# Gauss Divergence Theorem

• May 10th 2010, 11:51 PM
HeheZz
Gauss Divergence Theorem
Verify Gauss Divergence Theorem ∭∇.F dxdydz=∬F. NdA
Where the closed surface S is the sphere x^2+y^2+z^2=9 and the vector field F = xz^2i+x^2yj+y^2zk

I have tried to solve the left hand side which appear to be (972*pi)/5
However, I cant seems to solve the right hand side to get the same answer.
I substitute x = 3sin(theta)cos(phi), y=3sin(theta)sin(phi), z=3cos(theta)
Therefore N=9sin^2(theta)cos(phi)i+9sin^2(theta)cos(phi)j+9cos(theta)sin(theta)k
and
F=27sin(θ)cos^2(θ)cos(φ)i+27sin^3(θ)cos^2(φ)sin(φ)j+27sin^2(θ)cos(θ)sin^2(φ)k
then I used ∫(0-2pi)∫(0-pi) F. N dθdφ
I got the final answer as (324*pi)/5 which does not match with left hand side.
Hope anyone can help here plz.
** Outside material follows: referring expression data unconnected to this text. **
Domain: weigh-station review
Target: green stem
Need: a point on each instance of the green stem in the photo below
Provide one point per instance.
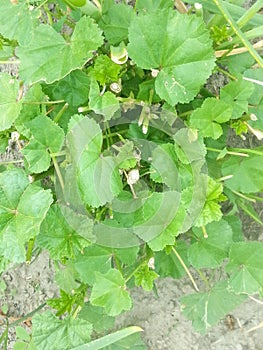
(238, 32)
(24, 318)
(117, 133)
(58, 154)
(30, 250)
(237, 151)
(248, 151)
(4, 338)
(10, 62)
(61, 112)
(260, 199)
(250, 13)
(246, 210)
(227, 152)
(11, 161)
(185, 268)
(244, 197)
(49, 16)
(232, 77)
(131, 275)
(44, 102)
(59, 175)
(202, 275)
(43, 3)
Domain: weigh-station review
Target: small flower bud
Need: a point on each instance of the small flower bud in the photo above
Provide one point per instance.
(133, 176)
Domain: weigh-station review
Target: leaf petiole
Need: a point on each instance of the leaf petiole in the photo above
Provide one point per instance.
(186, 269)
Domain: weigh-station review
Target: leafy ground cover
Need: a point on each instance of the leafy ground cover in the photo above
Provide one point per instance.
(126, 173)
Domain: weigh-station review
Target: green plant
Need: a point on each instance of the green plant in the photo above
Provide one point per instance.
(127, 175)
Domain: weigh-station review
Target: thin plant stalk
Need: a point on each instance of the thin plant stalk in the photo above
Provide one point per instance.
(250, 13)
(186, 269)
(238, 32)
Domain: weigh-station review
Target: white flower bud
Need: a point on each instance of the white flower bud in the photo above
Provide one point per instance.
(133, 176)
(151, 263)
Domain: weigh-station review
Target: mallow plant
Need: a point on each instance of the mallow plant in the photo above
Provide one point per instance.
(125, 173)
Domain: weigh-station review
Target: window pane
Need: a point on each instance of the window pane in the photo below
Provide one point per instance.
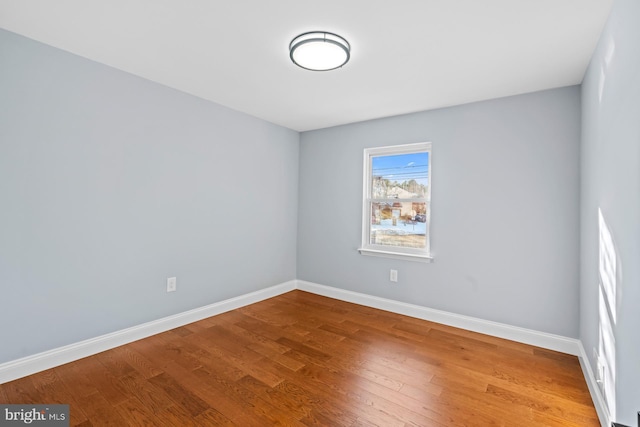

Thanks!
• May 11th 2010, 06:29 AM
Jester
Quote:

Originally Posted by HeheZz
Verify Gauss Divergence Theorem ∭∇.F dxdydz=∬F. NdA
Where the closed surface S is the sphere x^2+y^2+z^2=9 and the vector field F = xz^2i+x^2yj+y^2zk

I have tried to solve the left hand side which appear to be (972*pi)/5
However, I cant seems to solve the right hand side to get the same answer.
I substitute x = 3sin(theta)cos(phi), y=3sin(theta)sin(phi), z=3cos(theta)
Therefore N=9sin^2(theta)cos(phi)i+9sin^2(theta)cos(phi)j+9cos(theta)sin(theta)k
and
F=27sin(θ)cos^2(θ)cos(φ)i+27sin^3(θ)cos^2(φ)sin(φ)j+27sin^2(θ)cos(θ)sin^2(φ)k
then I used ∫(0-2pi)∫(0-pi) F. N dθdφ
I got the final answer as (324*pi)/5 which does not match with left hand side.
Hope anyone can help here plz. Thanks!

Check the second component of your normal. I got $\displaystyle {\bf N}_2 = 9\sin^2(\theta)\sin(\phi)$.